Mugabe’s ex-minister loses estate over US$766k credit.
The judgment seizing Moyo’s property and estate was delivered by Justice Edith Mushore after an earlier auction of some of Moyo’s property to pay off the debt only managed to raise a paltry US$7 767.
Former Mines and Mining Development deputy minister Fred Moyo has lost his family property and estate after the High Court recently ruled in favour of Stanbic Bank which is seeking to recover over US$766 000 it is owed.
The writ of execution against Moyo’s property came about when the former deputy minister and his fellow directors Paul Diamond, Dirk Renier Bewade and Sydney Steyn in a mine called Ox Mining, failed to settle the loan which they had personally guaranteed.
According to the writ of execution, the property attached included a Ford Ranger T6 and a Nissan Hardbody vehicle, six fridges, two sets of sofas, stoves, kitchen unit, computers, tables, microwaves, dressing tables, headboards and solar batteries.

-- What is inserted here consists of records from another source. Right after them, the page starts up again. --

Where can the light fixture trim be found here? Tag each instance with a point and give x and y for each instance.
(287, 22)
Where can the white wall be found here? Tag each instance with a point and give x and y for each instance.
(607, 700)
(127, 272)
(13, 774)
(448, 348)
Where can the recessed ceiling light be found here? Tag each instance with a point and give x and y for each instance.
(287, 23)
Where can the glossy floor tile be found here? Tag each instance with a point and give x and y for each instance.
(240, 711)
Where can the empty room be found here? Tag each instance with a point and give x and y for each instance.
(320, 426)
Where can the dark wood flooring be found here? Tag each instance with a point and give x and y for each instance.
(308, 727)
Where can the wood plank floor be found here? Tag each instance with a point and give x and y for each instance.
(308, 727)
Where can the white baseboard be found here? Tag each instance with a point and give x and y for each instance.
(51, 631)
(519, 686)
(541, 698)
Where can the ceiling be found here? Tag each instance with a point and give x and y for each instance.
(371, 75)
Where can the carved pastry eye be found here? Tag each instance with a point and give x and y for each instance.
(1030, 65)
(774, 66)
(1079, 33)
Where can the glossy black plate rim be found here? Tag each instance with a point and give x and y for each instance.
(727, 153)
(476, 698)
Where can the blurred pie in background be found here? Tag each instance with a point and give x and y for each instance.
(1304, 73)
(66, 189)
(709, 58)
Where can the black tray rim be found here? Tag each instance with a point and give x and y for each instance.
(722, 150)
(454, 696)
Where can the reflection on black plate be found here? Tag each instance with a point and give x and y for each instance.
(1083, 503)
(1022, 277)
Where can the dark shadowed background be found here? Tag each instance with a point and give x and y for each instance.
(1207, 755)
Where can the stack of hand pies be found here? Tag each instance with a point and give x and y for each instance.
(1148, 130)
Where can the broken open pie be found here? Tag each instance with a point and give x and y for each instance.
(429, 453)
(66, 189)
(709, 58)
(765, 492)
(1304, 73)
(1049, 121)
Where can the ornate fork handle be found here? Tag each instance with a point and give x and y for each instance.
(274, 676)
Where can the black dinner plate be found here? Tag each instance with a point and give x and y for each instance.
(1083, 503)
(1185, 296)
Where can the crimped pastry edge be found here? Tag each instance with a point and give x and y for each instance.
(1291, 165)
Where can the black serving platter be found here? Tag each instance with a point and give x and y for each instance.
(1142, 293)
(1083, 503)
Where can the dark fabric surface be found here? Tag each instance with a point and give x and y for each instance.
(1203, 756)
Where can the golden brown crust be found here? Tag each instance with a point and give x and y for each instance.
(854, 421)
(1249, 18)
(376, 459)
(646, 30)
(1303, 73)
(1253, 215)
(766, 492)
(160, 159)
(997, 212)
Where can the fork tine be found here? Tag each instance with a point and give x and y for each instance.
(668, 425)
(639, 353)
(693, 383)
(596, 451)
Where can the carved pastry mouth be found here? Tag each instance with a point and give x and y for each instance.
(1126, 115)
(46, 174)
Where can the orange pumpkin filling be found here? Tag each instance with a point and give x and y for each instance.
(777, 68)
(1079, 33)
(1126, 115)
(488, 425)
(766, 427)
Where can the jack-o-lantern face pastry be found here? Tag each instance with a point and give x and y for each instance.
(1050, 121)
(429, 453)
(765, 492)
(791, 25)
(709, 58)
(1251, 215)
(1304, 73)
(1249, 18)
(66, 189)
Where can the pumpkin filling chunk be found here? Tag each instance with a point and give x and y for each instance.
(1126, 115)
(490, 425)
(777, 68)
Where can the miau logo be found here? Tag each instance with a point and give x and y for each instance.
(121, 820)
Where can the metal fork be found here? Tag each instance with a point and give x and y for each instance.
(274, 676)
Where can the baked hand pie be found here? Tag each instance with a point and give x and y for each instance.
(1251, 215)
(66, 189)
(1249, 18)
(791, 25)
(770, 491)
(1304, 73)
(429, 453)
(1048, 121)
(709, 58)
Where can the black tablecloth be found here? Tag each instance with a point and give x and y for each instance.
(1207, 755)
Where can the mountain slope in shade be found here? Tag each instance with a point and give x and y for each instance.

However, when Moyo’s property was attached by the Sheriff of the High Court his wife, Yeyani Moyo, instituted interpleader proceedings, but the application was dismissed.

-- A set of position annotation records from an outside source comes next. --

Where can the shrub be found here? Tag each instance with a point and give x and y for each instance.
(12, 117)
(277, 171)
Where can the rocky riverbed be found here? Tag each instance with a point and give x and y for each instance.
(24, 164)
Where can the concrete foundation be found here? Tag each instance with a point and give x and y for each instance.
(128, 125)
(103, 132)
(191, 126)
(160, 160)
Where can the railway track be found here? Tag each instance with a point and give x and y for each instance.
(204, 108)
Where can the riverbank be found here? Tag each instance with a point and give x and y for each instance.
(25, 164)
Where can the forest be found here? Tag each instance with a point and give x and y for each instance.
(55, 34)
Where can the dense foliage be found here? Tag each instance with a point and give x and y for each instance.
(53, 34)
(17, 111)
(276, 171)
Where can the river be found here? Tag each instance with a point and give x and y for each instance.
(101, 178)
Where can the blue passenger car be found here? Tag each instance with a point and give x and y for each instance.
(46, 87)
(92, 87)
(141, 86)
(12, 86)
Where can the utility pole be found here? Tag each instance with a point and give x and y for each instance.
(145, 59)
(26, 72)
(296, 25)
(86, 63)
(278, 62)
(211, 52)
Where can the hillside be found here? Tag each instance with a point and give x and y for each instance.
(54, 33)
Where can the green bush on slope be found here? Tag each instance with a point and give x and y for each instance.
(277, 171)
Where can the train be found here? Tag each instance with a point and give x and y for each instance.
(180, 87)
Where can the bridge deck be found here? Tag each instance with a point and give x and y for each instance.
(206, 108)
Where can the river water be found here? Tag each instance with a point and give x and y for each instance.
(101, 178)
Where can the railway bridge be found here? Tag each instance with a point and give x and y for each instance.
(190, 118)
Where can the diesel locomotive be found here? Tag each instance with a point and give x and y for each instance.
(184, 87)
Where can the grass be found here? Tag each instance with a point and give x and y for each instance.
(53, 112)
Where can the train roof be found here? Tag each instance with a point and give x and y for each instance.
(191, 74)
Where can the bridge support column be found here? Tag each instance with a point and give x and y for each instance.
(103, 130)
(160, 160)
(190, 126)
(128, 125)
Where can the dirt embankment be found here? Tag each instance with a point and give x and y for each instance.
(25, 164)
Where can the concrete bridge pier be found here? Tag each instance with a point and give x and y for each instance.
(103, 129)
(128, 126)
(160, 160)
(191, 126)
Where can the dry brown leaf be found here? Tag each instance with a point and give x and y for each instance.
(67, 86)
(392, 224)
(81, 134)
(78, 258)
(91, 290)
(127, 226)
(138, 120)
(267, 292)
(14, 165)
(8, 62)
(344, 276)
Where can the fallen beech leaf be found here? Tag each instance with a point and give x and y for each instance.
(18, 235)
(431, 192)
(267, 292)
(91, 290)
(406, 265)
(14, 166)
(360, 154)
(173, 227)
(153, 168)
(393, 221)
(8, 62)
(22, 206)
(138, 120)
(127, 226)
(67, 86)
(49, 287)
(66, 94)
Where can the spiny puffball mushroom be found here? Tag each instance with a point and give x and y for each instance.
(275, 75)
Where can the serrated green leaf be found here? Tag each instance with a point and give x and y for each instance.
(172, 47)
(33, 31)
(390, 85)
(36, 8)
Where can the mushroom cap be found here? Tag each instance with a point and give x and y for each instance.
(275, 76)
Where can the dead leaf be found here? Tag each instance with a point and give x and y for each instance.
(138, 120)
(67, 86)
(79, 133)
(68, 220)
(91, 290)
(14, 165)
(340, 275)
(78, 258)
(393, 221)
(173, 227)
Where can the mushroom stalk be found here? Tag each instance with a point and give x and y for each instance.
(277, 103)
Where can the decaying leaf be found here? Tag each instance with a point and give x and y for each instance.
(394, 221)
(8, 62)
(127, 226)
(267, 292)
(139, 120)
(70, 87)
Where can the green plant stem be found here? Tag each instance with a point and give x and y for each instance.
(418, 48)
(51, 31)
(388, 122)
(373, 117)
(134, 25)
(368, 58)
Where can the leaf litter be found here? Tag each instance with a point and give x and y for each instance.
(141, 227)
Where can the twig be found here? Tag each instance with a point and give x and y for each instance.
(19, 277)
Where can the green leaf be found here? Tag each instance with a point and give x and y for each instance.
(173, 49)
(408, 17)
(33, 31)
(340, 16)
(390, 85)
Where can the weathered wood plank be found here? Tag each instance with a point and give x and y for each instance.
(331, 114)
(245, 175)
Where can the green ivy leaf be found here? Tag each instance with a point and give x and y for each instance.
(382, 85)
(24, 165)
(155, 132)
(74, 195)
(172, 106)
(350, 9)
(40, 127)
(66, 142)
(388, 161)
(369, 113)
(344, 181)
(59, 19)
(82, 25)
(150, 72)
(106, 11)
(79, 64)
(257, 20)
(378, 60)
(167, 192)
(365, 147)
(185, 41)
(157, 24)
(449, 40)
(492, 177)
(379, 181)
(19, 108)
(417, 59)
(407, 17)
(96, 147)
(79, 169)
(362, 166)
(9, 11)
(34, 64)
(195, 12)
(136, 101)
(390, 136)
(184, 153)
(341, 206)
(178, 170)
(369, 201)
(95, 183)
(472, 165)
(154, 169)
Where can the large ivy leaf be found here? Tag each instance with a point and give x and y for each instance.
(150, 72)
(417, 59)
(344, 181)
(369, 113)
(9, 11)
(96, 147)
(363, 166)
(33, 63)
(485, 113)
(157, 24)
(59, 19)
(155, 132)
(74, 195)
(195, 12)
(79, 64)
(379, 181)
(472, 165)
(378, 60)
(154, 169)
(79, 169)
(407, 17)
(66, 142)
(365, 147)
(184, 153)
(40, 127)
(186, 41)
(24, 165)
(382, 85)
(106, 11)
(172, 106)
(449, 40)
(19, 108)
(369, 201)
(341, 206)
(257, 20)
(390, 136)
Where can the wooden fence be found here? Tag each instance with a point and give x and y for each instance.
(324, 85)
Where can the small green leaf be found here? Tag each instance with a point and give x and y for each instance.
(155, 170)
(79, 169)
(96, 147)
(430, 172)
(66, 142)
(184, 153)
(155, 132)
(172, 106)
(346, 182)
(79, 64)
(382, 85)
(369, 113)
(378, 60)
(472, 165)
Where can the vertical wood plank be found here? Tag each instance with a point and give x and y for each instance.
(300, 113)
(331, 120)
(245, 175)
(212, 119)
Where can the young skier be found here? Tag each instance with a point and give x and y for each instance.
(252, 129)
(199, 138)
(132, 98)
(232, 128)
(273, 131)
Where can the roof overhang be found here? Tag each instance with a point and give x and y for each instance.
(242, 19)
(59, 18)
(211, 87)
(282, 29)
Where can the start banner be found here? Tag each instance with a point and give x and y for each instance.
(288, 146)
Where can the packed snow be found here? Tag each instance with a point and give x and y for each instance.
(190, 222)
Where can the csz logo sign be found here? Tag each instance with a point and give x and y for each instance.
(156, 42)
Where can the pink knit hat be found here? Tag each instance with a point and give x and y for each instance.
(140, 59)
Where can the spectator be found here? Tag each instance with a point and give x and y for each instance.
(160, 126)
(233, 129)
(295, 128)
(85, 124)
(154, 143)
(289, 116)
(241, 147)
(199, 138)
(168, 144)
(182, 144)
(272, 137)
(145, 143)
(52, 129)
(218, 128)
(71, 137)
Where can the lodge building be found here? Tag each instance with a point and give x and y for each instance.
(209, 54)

Later, the bank sought to engage Moyo in a series of meetings with a view to resolve the payment of the debt, but the former deputy minister is said to have failed to co-operate prompting the financial institution to make an application for him to be placed under provisional liquidation.

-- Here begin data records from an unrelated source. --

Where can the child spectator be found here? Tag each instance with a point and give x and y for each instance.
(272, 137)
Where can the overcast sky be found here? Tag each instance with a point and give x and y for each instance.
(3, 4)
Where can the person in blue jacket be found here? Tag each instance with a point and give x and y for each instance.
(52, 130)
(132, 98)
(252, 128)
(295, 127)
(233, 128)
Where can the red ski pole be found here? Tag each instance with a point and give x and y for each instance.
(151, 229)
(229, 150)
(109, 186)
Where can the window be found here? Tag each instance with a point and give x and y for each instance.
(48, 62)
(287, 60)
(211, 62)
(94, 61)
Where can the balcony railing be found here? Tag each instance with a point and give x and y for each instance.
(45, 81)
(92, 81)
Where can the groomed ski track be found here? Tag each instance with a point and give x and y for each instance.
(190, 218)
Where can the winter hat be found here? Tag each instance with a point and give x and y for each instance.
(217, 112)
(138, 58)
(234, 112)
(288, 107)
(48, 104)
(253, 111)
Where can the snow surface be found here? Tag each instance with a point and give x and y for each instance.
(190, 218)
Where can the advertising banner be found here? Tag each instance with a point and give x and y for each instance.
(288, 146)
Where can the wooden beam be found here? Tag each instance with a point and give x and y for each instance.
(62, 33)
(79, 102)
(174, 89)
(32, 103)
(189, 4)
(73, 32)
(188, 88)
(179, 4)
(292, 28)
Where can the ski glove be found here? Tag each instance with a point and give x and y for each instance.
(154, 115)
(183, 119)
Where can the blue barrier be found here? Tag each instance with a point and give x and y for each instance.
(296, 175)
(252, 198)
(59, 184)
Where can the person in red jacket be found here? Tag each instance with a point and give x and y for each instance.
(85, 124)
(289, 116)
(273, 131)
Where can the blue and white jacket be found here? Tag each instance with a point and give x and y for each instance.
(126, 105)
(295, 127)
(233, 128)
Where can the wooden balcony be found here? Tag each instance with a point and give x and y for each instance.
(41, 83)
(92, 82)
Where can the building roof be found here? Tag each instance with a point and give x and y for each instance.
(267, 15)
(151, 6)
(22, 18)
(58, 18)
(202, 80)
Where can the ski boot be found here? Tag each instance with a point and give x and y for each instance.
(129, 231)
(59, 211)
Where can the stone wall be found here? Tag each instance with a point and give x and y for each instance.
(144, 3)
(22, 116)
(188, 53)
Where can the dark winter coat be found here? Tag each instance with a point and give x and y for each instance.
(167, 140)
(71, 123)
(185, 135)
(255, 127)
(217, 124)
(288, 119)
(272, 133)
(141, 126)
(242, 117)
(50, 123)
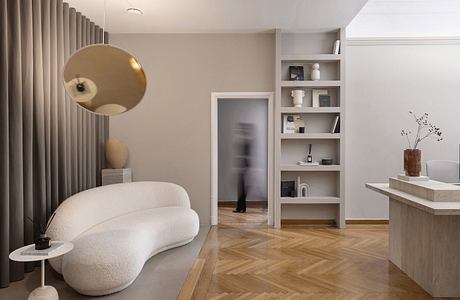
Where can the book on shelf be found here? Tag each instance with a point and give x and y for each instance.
(336, 125)
(45, 252)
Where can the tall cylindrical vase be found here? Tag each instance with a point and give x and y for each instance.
(412, 162)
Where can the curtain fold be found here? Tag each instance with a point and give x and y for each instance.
(50, 148)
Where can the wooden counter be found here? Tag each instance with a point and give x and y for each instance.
(425, 233)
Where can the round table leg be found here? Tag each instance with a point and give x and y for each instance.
(44, 292)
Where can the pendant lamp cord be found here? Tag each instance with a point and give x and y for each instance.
(103, 23)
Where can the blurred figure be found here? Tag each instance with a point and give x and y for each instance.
(244, 137)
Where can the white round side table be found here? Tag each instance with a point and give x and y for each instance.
(43, 292)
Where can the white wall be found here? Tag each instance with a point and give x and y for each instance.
(406, 18)
(230, 113)
(169, 132)
(384, 82)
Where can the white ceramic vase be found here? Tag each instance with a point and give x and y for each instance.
(116, 153)
(315, 73)
(297, 97)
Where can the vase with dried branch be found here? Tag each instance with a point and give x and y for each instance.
(413, 155)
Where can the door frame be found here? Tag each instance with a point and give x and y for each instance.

Moyo is said to have transferred his personal immovable property into a family trust called the Nelundo Family Trust, a move considered by the bank as an act of disposition.
The court heard that it was against this background that the bank sought to have Moyo’s family trust sequestrated as well.
“It is common cause that the respondent (Moyo) transferred an immovable asset into a family trust when it was apparent that his financial obligations were threatening his private estate,” Justice Mushore said.
“The fact of the property being jointly owned by himself and Yeyani is neither here nor there. It is his interest in the property that he sought to protect together with Yeyani’s interest. In my view, it was a transaction which was borne not of philanthropy, but of mendacity and survival…”
The loan agreement between the parties is said to have been entered on August 30, 2012 at which time the bank released the funds. The parties then agreed that Ox Mining would repay the loan with interest, but in breach of the loan agreement, the mine failed to pay the amount, prompting the bank to sue for recovery.